Marius betrachtet die beiden Frauen und kann sich nicht entscheiden, welche er schöner findet. Das Gute daran ist: Er braucht sich nicht zu entscheiden. Marius öffnet seine Hose und umfasst sich selbst. Er umfasst sich selbst, den Blick auf Franzis großen Busen gerichtet. Zwei Frauen, eine blond, eine dunkelhaarig, eine schmal, eine kurvig, beide ineinander versunken und für Marius verfügbar. Er könnte da jetzt hingehen, er könnte sie anfassen und alles Mögliche mit ihnen tun. Er muss das aber nicht. Er kann auch hier sitzen bleiben und schauen. Und schauend besitzen. Pornobabes, denkt er. Es zuckt mit dem Wort in seinem Kopf auch sein Schwanz. Und es ist ihm etwas flau im Magen dabei. Frauen als Sextoys zu denken, Frauen als besitzbare Objekte, empfindsame Leiber, wenig mehr, Frauen als Verlängerung seines eigenen Verlangens, Frauen also ausschließlich passiv, reaktiv, Frauen so zu denken in einem Wort, einem Bild, sorgt für Aktivität in seinem Unterleib seit jeher. Und macht ihm ein schlechtes Gewissen.

Eine farblose Mischung aus Protestantismus und Feminismus prägte das Lehrerehepaar-Haus in der Nähe von Münster, dem er entstammt. Nachsichtige Verachtung für Sinnenfreuden und rabiatere für die Domestizierung der Frau in ihrer Rolle als Sexualobjekt. Im Grunde genommen auch leichte Verachtung für Mann und Männlichkeit. Oder Aggressivität oder beides.

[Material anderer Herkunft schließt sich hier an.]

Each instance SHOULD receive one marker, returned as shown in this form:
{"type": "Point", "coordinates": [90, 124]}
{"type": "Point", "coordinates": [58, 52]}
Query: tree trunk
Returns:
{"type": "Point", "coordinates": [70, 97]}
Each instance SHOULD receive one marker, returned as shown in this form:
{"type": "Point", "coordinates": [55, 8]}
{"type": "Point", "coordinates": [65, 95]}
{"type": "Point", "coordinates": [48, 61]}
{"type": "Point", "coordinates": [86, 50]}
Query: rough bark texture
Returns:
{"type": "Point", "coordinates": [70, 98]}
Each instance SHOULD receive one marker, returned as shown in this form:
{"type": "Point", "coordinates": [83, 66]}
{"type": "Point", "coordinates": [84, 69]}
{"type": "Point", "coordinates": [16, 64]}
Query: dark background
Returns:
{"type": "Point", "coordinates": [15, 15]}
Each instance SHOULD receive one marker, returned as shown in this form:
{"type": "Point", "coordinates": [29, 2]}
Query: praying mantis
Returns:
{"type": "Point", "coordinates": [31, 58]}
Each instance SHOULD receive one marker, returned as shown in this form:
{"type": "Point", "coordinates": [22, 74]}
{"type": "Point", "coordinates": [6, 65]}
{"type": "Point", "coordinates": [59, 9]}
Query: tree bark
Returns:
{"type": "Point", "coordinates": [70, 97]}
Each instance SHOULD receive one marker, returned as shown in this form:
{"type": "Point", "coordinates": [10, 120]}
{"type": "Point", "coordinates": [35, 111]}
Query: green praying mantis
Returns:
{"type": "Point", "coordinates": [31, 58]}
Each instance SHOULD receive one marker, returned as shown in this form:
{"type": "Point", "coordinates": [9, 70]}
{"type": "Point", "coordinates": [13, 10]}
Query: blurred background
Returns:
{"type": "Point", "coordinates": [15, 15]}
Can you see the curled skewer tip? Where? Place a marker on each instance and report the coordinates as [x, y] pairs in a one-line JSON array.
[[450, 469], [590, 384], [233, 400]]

Marius’ Vater genoss die Stärke seiner Frau und die damit verbundene Erlaubnis, selbst schwach zu sein. Marius’ Vater zog einen Teil seines intellektuellen Selbstbewusstseins aus der Tatsache, dass er nicht auf pralle Titten, rote Lippen, schwarze Strapse und dergleichen ansprang wie die vielen Männer, die dem Tier in sich näher waren als ihrer Menschlichkeit. Marius’ große Schwester verlangte Bewunderung, Respekt, Aufmerksamkeit, Anerkennung, Schutz und Sicherheit von dem Mann, der an ihrer Seite gehen durfte, ohne ihm allzu viel dafür geben zu wollen. Sie behauptet etwas anderes, aber Marius ist sich sicher, sie hat das Jurastudium mit dem klaren Ziel begonnen, sich einen erfolgreichen Juristen zu angeln. Jetzt ist es doch bloß ein Lehrer geworden, so ist das Leben, es ist kein Geld da für ein Au-pair-Mädchen oder eine Haushaltshilfe und die Prinzessin ist schneller zur Magd geworden, als sie jemals befürchtet hätte.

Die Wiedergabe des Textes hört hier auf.